It is easy to say: “Set up bonus incentives for our law firms to motivate better performance.” Sometimes the goals of the company that will earn a law firm a bonus are tangible and straightforward to articulate (See my posts of June 20, 2008: reduce the number of lawsuits for and against client; Aug. 4, 2007: example of success-based bonus in litigation; and Nov. 2, 2006: payments based on Total Cost of Resolution.). Often, however, a bonus depends on subjective and discretionary decisions by the law department.
Bonus arrangements have drawbacks and have met resistance from in-house managers (See my posts of Sept. 28, 2007: be wary of incentives; Nov. 7, 2007: reluctance by in-house counsel to enter into success-bonus arrangements with firms; and Oct. 29, 2007: data on the unpopularity of this technique.).
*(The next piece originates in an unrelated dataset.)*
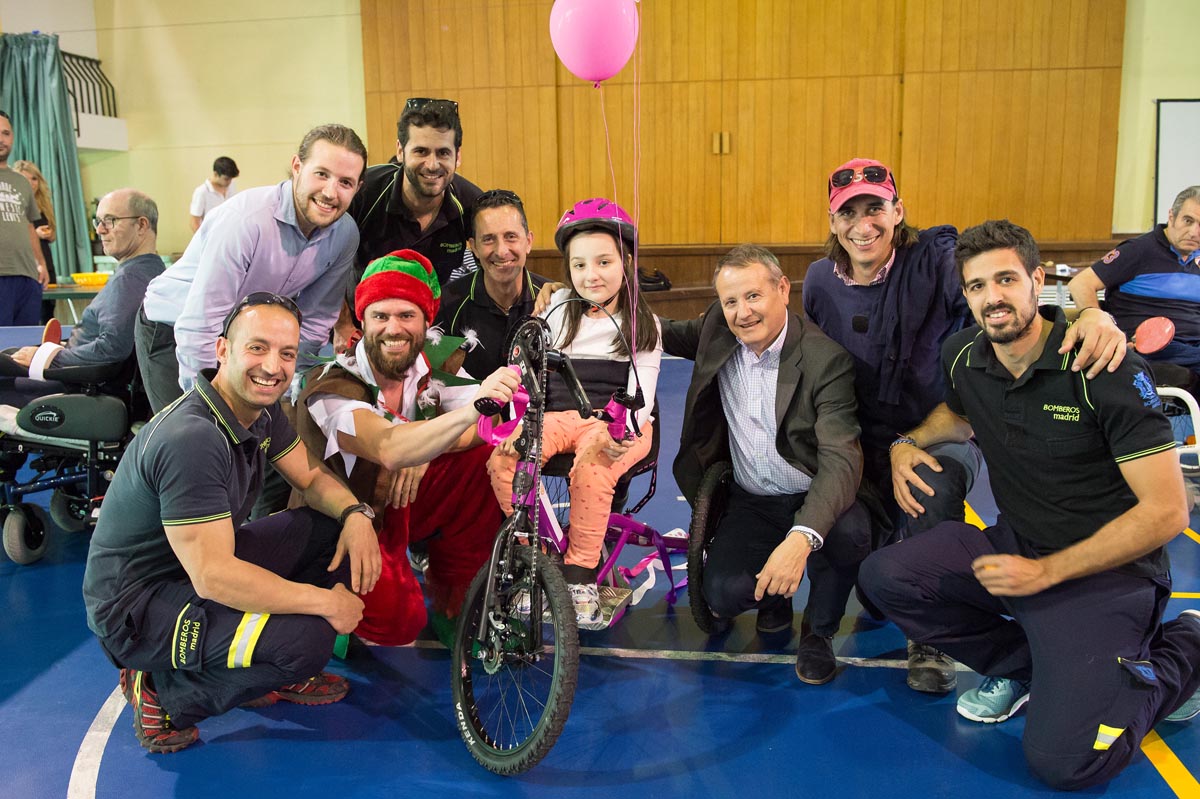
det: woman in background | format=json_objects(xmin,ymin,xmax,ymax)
[{"xmin": 12, "ymin": 161, "xmax": 56, "ymax": 324}]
Time constraints and strategic flexibility are among the challenges (See my posts of Nov. 6, 2007: time needed to structure the terms deter alternative fee arrangements; Feb. 26, 2008: bonuses can unravel if client changes strategy; and Feb. 16, 2006: fly in the ointment of incentives for counsel on transactions.).
Few law-department managers think through whether the bonus plum will be worth it to the client (See my posts of Sept. 5, 2007: alternative fees ought to target desired outcomes, and in proportion to their odds; Nov. 8, 2007: ask for probabilities of scenarios to help decide bonuses; and Oct. 15, 2007: an improvement on bonus deliberations by a law department.).
Given all the difficulties, bonus arrangements tend to be negotiated with larger law firms (See my post of July 25, 2007: large firms can better absorb risks of alternative billing, such as bonuses.).